Qualora questo primo supporto non dovesse tenere, il prossimo riferimento si colloca in area 5'500 punti, un supporto statico che al momento appare piuttosto solido.
Anche in questo caso, non riteniamo necessario allarmarsi, poiché le prese di beneficio sembrano, per ora, di natura fisiologica.
Un superamento convincente di questa soglia sarebbe importante in quanto potrebbe fungere da trampolino verso 0.8175. Qualora si riuscisse a rompere anche questa resistenza, non vedremmo particolari ostacoli tecnici al raggiungimento della zona di 0.84.
Discorso simile per l’Eur/Usd: il dollaro si era rafforzato e stava puntando verso l’area di supporto a 1.1430, prima che nel pomeriggio di venerdì intervenissero acquisti sull’euro che hanno invertito il movimento. Stiamo monitorando il possibile incrocio verso il basso della media mobile a 50 giorni (freccia rossa) con quella dei 100 (linea verde).
Rimaniamo comunque dell’idea che, nel medio termine, l’evoluzione più probabile sia un andamento laterale, come suggerisce anche la struttura tecnica attuale (segui la freccia…).

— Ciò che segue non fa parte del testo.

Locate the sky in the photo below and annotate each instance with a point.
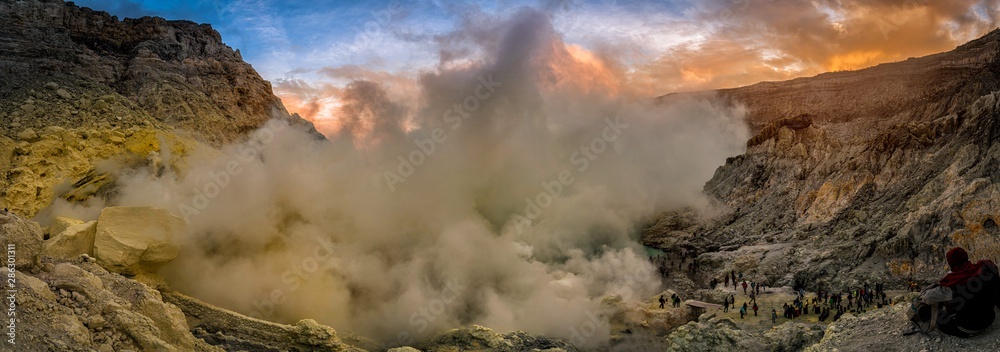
(310, 50)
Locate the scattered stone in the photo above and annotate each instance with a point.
(28, 135)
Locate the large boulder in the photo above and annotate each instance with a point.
(136, 240)
(72, 241)
(59, 224)
(22, 240)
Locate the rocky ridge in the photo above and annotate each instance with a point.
(867, 175)
(71, 66)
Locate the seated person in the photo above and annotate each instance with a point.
(962, 302)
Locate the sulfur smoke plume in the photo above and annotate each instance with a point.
(510, 196)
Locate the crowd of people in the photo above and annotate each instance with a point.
(971, 314)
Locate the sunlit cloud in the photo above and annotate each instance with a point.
(634, 48)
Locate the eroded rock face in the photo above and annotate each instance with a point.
(72, 241)
(72, 66)
(136, 240)
(870, 175)
(79, 306)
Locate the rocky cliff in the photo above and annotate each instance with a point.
(72, 66)
(78, 86)
(854, 176)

È ormai evidente che il Bitcoin presenti una correlazione crescente con il Nasdaq. Nei prossimi giorni ci proponiamo di quantificarla in modo più preciso.
Dal punto di vista tecnico, l’area dei 98'500 $ rappresenta un supporto chiave e costituisce un buon punto di ingresso. In generale, sotto i 100'000 $ è possibile valutare incrementi graduali delle posizioni.
È tuttavia importante ricordare che, in caso di rottura decisa dei 98.500 $, i supporti successivi più significativi si collocano soltanto in area 90.000 $...
Una parola anche sull’oro: la correzione delle ultime settimane ha spaventato alcuni investitori, ma riteniamo che sia stata assolutamente fisiologica dopo il forte rialzo precedente. Il metallo sta semplicemente consolidando.
La domanda che ci viene posta più spesso è se sia già il momento di acquistare. La risposta, dal punto di vista tecnico, è che conviene attendere: il prezzo si sta muovendo all’interno di un triangolo di consolidamento e prima di intervenire è utile capire da che parte avverrà la rottura.
Se la rottura sarà al rialzo, il segnale operativo è chiaro: si può acquistare, con target in area 4'230 $.
Se invece il prezzo dovesse rompere al ribasso, occorre prudenza, perché il potenziale correttivo potrebbe estendersi fino a 3'793 $ circa.
Ci aspettiamo che la direzionalità diventi evidente già nella prossima settimana. Serve solo un po’ di pazienza.